The low power requirements and flexible design make the Thinker a somewhat unique offering in the emerging field, as well as a major win for the Chinese tech sector that’s been trying to get itself on the forefront of the AI revolution for several years now and is now making concrete steps in that direction. The Far Eastern country is still believed to be somewhat behind the United States in terms of AI-related research and development but is now pursuing a new plan that should enable its industry to allow for flow production of high-end neural network chips two years from now, an ambitious goal that will require it to ramp up its efforts in the segment even further. The Thinker has the potential to play an important part in China’s AI revolution and may end up serving as a basis for similar chips meant for commercial purposes. Its versatile design allows it to be implemented in everything from smartphones and computers to sensors and general offerings from the Internet of Things segment, with the silicon having particularly important implications for embedded systems meant to run on batteries or be extremely energy-efficient due to other reasons.

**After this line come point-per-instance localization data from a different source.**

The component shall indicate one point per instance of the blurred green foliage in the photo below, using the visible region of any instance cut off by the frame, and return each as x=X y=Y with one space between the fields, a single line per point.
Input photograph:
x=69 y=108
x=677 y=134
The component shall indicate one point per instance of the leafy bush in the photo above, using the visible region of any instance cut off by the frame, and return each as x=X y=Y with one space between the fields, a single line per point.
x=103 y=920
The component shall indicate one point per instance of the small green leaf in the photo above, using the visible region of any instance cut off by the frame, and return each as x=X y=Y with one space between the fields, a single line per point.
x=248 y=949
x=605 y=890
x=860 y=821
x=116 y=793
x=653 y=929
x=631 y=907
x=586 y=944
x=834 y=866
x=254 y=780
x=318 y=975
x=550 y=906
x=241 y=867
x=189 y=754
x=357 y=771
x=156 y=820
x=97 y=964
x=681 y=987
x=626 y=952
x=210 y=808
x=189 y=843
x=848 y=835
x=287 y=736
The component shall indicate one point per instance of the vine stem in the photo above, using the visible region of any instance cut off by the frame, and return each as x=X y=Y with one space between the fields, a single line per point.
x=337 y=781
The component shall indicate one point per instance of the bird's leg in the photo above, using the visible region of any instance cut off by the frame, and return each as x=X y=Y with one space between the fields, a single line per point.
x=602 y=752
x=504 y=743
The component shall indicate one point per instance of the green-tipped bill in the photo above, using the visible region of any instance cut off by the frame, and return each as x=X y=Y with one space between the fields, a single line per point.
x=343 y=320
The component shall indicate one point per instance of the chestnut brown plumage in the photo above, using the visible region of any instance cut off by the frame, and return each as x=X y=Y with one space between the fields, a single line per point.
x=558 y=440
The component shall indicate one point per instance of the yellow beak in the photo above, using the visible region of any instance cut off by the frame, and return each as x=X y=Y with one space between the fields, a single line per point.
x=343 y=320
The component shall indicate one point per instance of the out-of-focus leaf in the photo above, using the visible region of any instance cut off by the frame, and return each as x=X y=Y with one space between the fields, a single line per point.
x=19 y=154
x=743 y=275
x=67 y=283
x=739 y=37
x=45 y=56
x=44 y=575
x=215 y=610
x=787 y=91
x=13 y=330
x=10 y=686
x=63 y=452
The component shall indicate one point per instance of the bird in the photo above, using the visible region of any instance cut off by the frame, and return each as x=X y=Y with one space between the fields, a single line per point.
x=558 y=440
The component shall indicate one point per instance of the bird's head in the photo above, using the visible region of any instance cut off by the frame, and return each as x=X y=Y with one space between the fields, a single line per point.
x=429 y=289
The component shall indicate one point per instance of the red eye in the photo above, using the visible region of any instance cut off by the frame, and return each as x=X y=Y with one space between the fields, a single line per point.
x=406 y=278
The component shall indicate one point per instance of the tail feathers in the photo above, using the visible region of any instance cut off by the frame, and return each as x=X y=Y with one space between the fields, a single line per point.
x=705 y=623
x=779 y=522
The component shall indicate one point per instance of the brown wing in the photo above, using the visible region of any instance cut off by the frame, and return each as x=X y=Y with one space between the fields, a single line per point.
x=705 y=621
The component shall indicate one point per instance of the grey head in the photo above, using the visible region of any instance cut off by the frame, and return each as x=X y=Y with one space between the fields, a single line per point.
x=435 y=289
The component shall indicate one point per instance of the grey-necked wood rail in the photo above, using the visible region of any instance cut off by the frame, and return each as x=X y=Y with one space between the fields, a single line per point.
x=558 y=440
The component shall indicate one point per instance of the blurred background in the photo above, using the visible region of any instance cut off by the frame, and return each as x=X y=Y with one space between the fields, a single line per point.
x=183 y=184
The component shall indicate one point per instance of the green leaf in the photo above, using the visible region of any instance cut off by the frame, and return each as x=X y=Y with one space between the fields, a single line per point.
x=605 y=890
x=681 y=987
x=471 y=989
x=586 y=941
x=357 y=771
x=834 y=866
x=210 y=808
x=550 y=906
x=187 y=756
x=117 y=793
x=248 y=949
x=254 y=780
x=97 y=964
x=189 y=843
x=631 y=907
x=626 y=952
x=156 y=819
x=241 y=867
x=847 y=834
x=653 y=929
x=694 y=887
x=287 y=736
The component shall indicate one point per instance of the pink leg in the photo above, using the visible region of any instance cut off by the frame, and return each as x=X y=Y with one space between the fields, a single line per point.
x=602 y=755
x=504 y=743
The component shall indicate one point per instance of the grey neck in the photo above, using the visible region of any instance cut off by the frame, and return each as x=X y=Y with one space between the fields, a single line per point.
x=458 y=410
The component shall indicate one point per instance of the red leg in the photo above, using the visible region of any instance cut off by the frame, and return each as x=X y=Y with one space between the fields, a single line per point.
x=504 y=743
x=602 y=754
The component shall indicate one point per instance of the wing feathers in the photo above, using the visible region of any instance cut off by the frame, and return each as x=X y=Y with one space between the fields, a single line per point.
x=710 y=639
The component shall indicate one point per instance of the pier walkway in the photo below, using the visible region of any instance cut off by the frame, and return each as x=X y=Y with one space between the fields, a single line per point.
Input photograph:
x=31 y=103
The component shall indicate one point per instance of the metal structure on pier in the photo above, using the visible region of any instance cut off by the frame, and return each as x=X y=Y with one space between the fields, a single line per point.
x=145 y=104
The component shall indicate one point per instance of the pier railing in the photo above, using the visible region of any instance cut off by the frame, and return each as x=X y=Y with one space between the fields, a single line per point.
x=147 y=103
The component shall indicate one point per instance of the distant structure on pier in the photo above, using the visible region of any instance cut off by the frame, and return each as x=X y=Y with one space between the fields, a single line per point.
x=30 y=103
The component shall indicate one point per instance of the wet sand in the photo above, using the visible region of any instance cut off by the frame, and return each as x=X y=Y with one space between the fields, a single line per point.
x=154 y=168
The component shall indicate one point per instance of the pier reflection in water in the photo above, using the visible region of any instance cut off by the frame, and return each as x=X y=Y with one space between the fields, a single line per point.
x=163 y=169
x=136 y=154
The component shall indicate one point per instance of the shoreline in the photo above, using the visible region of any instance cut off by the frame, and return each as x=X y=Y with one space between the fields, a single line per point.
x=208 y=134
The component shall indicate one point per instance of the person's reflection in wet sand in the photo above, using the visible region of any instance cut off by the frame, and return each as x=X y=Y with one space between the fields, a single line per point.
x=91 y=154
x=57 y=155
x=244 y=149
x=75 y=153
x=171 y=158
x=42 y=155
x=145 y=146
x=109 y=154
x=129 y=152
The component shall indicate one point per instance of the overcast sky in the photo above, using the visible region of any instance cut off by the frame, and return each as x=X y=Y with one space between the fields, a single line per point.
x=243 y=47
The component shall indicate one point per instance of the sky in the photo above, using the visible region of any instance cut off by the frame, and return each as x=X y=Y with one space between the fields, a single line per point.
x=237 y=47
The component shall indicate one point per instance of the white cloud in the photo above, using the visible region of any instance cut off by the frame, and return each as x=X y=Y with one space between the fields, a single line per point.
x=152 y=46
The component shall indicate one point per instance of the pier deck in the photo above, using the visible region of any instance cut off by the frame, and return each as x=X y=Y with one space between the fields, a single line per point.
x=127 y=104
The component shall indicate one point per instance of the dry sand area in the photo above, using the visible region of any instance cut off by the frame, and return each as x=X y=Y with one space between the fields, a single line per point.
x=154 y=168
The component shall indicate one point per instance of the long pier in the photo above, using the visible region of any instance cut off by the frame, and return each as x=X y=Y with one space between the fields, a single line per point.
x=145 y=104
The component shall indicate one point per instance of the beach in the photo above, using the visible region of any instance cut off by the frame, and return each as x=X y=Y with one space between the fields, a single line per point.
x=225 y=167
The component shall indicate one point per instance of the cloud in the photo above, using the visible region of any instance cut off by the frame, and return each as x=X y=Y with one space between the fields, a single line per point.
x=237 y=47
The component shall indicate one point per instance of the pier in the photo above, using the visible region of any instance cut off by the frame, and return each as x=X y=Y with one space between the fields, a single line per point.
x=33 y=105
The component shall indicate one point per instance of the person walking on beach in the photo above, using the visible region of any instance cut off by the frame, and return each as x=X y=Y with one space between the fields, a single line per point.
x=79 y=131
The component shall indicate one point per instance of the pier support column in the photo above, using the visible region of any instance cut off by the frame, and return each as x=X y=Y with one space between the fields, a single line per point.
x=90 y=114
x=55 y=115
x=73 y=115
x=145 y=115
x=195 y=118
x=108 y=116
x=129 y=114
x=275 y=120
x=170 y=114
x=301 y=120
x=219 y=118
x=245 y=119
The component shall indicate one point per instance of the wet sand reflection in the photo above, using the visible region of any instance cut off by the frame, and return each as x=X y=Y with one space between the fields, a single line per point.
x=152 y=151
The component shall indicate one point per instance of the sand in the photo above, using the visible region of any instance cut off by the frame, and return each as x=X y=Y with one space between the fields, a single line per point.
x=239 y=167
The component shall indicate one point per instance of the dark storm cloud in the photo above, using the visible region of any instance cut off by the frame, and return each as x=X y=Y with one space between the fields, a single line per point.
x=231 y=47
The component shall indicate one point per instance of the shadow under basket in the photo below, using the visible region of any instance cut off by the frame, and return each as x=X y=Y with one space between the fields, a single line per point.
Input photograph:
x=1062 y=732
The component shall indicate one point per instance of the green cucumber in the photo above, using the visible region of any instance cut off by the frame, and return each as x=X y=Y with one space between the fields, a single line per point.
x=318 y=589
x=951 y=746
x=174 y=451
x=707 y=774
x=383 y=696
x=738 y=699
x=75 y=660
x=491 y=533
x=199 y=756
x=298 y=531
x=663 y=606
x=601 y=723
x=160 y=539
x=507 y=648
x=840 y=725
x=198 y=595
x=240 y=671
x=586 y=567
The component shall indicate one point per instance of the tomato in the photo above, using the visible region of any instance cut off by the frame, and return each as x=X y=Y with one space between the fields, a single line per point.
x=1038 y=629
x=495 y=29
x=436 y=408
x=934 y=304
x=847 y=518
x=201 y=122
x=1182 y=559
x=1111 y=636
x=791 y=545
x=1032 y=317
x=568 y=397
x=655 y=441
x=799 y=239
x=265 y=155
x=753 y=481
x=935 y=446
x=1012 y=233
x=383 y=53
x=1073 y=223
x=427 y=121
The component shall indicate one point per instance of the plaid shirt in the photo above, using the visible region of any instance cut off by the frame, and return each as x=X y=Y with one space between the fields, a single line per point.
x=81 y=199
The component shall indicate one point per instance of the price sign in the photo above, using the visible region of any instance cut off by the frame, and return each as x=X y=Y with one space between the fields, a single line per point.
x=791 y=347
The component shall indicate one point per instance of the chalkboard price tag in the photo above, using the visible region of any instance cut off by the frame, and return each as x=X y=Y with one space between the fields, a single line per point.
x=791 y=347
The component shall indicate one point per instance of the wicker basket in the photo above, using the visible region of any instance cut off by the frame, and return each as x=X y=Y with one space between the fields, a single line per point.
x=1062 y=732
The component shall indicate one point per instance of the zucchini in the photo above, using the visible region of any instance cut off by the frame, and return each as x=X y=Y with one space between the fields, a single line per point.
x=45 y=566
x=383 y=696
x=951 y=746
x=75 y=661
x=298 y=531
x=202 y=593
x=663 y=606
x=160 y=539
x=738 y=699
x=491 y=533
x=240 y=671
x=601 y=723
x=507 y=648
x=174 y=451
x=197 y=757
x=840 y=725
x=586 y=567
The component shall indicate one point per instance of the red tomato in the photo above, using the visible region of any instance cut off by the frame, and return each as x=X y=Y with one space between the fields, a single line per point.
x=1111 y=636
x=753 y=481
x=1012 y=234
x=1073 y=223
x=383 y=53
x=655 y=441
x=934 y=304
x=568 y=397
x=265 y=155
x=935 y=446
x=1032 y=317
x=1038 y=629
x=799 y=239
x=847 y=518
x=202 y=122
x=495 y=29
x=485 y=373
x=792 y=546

China’s increasing focus on AI has not gone unnoticed in the rest of the world, with Washington being entirely aware of it, as suggested by a recently leaked memo said to have been authored by a senior member of the National Security Council. The document that was later described as outdated by some industry sources advocated for a nationalized 5G network in the U.S. that would guard against the security threat supposedly posed by China and allow the American tech industry to maintain its AI lead in a secure infrastructural environment.